Era un día lluvioso. Por indicación de nuestro guía, “Cachito” para los amigos, iniciamos el recorrido siguiendo el camino que hacían los coches que trasportaban a los prisioneros, avanzamos por una bonita pradera sembrada de construcciones de inequívoco “estilo militar”, que albergaban los alojamientos y centros de instrucción de los futuros mecánicos de la armada argentina, chavales de quince o dieciséis años, cabos segundos,  llamados a convertirse en los suboficiales del sector más clasista del ejército argentino, como suelen serlo todas las armadas del mundo.

Pero los detenidos no veían nada de esto, iban convenientemente encapuchados, esposados y golpeados, cuando no heridos. Su destino era el pabellón de oficiales, justo debajo del salón donde se celebraban las fiestas. A la vez que se brindaba por la patria, el honor y este tipo de cosas, en los sótanos se torturaba hasta la muerte a seres humanos indefensos.

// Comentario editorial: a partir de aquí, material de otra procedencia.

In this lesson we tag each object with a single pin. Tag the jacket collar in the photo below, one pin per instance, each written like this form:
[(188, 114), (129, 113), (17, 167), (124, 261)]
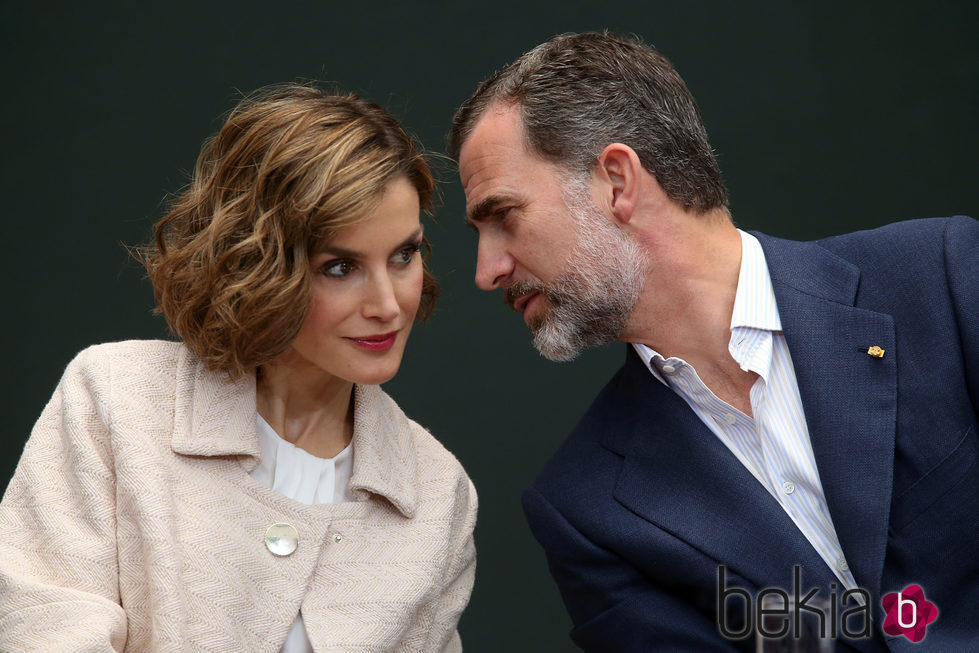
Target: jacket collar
[(849, 397), (215, 416)]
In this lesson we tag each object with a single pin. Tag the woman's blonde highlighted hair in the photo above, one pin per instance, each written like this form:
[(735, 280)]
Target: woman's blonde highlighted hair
[(290, 167)]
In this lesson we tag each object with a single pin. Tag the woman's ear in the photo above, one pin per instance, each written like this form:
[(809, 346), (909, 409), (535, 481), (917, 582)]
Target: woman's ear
[(619, 172)]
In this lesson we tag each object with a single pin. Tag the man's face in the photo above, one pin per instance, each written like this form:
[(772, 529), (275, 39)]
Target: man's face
[(573, 274)]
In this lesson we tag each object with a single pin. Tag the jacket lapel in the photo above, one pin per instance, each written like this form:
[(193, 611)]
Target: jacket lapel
[(715, 503), (849, 397)]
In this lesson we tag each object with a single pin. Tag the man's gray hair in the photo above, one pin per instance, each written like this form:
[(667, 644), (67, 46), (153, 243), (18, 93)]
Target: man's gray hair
[(578, 93)]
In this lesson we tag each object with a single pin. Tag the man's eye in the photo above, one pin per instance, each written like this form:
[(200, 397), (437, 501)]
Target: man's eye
[(338, 269)]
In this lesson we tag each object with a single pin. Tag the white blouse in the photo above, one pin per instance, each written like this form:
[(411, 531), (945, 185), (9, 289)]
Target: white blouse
[(300, 475)]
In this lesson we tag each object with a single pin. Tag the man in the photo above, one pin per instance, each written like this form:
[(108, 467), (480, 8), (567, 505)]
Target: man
[(790, 416)]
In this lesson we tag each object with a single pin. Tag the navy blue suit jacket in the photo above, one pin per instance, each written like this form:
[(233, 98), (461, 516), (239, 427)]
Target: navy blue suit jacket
[(642, 503)]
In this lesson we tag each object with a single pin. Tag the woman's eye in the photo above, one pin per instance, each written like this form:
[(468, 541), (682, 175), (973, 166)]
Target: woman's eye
[(338, 269), (404, 256)]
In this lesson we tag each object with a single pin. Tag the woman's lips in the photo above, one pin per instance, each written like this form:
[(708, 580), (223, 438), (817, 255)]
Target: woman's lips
[(381, 342)]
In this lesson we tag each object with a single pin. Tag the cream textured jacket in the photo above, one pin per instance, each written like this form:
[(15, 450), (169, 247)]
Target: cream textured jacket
[(132, 523)]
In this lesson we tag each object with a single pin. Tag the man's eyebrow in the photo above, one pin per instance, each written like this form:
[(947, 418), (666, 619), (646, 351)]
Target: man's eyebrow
[(484, 209)]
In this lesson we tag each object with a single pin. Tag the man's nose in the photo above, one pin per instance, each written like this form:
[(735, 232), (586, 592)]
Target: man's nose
[(494, 265)]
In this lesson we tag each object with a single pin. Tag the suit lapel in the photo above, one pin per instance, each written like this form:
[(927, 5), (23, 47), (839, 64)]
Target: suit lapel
[(715, 504), (849, 397)]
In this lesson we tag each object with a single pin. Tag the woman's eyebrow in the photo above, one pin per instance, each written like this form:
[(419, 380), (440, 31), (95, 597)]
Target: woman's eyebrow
[(342, 252)]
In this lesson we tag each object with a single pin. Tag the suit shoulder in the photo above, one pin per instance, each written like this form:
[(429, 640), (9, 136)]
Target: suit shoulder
[(587, 449), (917, 232)]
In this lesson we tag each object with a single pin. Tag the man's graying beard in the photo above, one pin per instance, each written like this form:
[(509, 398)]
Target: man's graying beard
[(592, 300)]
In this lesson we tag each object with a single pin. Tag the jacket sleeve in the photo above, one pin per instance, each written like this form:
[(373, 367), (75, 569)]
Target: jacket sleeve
[(962, 272), (614, 608), (58, 561), (447, 607)]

El sótano es un gran espacio diáfano, unos paneles explican su distribución en distintas épocas. Siempre hubo salas de tortura, similares y reconocibles por cualquiera de nosotros y, algo que nos llamó la atención, una “enfermería”. Nos explicaron que en ese local se inyectaba pentotal a los internos e internas que iban a ser “trasladados”, vimos el aparcamiento donde se instalaban los camiones que los llevarían como fardos a los aviones desde donde los arrojarían al mar. Algo recorre tu espalda y te encojes por dentro, comprobamos que nos hacemos mayores, que hay que volver a tragarse las lágrimas.

Pero… ¿por qué no los mataban de una vez con una inyección mortal, qué razón tenían los vuelos de la muerte? La respuesta es sobrecogedora, e ilustrativa de hasta dónde puede llegar la crueldad y el cinismo de la iglesia católica: por indicación de monseñor Gracelli, vicario castrense de la marina, se les arrojaba vivos al mar para que dios, si esa era su voluntad, pudiera salvar las vidas que él quisiera… De esta forma, además, no había ni pecado ni arrepentimiento, los asesinos eran un instrumento de la voluntad de dios. En aquel momento todos pensamos en Rouco Varela.

siguiente paso de quienes sobrevivían, siempre pendientes de un posible “traslado”, era La Capucha, local que ocupaba toda la tercera planta donde la gente detenida permanecía encapuchada, con grilletes en los pies y esposada; tumbada sobre colchonetas de goma espuma, en nichos de setenta y cinco centímetros de ancho por dos metros de largo separados entre sí por paneles de aglomerado. Comían por debajo de la capucha y sin moverse de su sitio, no podían levantarse salvo para ir al servicio, momento que podía ser aprovechado para violar a las mujeres o darle una paliza a los hombres. El paraíso, en expresión de Cachito, era la ducha, único momento en que se estaba de pie, sin capucha y al correr el agua sobre el cuerpo les devolvía la sensación de estar vivos.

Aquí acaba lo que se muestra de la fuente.